Franz-Kafka-Literaturpreis und Bibliothek

Zuletzt war Kundera in den Schlagzeilen, als er 2020 den Franz-Kafka-Literaturpreis erhalten hat. Kundera war der 20. Preisträger und folgt damit auf Persönlichkeiten wie Vaclav Havel, Elfriede Jelinek, Philip Roth und Amos Oz. Kundera hatte sich selbst in seinen Schriften immer wieder mit Kafka (1883-1924) beschäftigt. 
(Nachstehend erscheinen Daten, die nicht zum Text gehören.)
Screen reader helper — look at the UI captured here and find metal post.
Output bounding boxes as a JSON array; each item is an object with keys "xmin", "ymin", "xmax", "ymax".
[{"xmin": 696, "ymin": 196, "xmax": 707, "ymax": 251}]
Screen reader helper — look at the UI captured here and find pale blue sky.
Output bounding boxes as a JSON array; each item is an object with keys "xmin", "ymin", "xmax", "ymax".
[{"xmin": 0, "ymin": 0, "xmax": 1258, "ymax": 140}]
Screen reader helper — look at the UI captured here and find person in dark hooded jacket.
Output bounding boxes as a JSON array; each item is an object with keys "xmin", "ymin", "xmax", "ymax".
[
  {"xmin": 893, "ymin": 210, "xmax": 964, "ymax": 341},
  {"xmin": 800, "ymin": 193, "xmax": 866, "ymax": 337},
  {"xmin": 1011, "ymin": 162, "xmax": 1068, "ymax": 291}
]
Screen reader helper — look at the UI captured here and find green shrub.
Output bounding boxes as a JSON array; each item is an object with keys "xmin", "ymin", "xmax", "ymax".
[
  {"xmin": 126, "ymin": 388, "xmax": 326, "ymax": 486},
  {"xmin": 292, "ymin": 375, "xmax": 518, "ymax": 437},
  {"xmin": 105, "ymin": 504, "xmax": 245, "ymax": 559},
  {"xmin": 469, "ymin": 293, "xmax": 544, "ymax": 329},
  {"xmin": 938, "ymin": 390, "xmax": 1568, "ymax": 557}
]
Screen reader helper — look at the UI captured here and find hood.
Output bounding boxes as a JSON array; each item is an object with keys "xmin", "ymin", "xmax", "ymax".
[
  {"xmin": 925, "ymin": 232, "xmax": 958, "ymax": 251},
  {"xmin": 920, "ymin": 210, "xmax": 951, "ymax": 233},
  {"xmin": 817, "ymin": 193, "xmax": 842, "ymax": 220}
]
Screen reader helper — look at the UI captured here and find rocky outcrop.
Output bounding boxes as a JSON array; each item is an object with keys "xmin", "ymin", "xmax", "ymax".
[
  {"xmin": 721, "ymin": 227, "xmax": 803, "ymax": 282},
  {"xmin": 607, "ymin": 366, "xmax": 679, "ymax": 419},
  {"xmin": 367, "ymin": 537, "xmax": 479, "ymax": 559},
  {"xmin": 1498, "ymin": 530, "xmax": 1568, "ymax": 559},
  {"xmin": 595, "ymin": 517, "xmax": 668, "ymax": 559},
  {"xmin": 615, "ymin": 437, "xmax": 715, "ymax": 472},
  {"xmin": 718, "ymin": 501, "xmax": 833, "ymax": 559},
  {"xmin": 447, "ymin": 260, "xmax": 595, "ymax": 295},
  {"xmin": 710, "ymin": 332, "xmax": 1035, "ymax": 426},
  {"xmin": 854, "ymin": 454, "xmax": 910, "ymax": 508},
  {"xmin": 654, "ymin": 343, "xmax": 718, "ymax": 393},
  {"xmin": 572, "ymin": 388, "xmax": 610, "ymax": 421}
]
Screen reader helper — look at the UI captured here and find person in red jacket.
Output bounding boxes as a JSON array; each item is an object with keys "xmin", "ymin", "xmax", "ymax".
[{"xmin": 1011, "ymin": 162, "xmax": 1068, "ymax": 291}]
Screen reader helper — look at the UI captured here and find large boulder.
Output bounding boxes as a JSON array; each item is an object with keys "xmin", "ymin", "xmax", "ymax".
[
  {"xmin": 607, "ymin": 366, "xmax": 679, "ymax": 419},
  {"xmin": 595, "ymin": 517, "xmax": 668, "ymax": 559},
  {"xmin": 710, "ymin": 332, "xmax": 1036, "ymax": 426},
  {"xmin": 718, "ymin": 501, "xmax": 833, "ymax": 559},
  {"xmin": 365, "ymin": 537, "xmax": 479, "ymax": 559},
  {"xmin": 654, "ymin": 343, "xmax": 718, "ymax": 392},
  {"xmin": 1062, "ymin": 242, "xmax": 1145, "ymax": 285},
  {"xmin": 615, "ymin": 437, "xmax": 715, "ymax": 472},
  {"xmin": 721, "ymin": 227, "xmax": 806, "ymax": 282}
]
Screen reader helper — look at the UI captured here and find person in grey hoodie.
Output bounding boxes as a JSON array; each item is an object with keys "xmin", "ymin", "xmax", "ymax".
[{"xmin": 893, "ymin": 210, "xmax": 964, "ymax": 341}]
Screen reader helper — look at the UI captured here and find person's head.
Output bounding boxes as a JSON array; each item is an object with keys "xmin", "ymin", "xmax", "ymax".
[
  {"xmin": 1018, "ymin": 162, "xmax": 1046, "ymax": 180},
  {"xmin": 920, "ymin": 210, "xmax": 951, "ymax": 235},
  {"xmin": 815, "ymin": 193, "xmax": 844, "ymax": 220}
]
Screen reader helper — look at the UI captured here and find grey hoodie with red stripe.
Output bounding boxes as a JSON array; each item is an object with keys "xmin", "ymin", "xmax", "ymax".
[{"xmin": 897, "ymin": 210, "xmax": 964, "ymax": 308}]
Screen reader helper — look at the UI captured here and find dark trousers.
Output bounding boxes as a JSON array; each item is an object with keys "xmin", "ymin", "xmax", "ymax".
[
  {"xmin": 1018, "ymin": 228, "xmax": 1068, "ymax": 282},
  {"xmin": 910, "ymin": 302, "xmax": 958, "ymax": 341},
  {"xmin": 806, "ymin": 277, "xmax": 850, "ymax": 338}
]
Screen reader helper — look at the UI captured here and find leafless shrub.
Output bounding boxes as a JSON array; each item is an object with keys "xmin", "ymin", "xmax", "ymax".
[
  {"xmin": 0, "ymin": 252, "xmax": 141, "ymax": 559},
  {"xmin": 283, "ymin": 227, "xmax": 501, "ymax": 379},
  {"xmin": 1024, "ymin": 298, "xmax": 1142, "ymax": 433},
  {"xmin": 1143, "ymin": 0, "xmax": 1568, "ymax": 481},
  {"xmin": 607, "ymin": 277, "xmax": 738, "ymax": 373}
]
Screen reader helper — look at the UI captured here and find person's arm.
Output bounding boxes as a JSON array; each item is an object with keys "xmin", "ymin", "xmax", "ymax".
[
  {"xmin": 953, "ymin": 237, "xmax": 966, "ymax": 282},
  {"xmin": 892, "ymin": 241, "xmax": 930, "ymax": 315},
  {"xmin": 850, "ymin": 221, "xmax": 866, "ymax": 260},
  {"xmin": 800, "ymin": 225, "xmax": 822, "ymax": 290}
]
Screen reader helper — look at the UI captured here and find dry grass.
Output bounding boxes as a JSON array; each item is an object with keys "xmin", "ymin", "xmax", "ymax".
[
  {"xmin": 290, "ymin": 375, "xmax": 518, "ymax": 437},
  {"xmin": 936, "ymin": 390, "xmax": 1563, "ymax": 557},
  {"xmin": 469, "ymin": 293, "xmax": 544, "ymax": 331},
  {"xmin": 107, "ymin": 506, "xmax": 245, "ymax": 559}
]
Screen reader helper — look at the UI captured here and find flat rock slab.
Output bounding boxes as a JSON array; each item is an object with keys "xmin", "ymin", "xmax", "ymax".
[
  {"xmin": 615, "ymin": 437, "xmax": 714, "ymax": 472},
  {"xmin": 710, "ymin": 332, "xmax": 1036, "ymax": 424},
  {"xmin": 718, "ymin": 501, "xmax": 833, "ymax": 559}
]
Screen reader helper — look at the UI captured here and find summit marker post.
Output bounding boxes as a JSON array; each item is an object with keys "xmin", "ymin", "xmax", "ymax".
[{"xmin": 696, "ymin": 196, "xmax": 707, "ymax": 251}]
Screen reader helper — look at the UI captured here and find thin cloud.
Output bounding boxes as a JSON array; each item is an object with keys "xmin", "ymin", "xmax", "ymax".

In Brünn, der Geburtsstadt des Schriftstellers, wurde kürzlich eine Milan-Kundera-Bibliothek eingeweiht: Den Kern bildet die Privatbibliothek Kunderas mit rund 4.000 Bänden, darunter zahlreiche Übersetzungen seiner Werke in viele Sprachen. Kundera und seine Frau Vera hatten bereits 2020 beschlossen, die Sammlung der Landesbibliothek zu überlassen. Bei der Katalogisierung kamen einige seltene Stücke zum Vorschein, wie zum Beispiel eine Schrift des französischen Philosophen Michel de Montaigne aus dem 16. Jahrhundert. Dieser gilt als Begründer der Essayistik.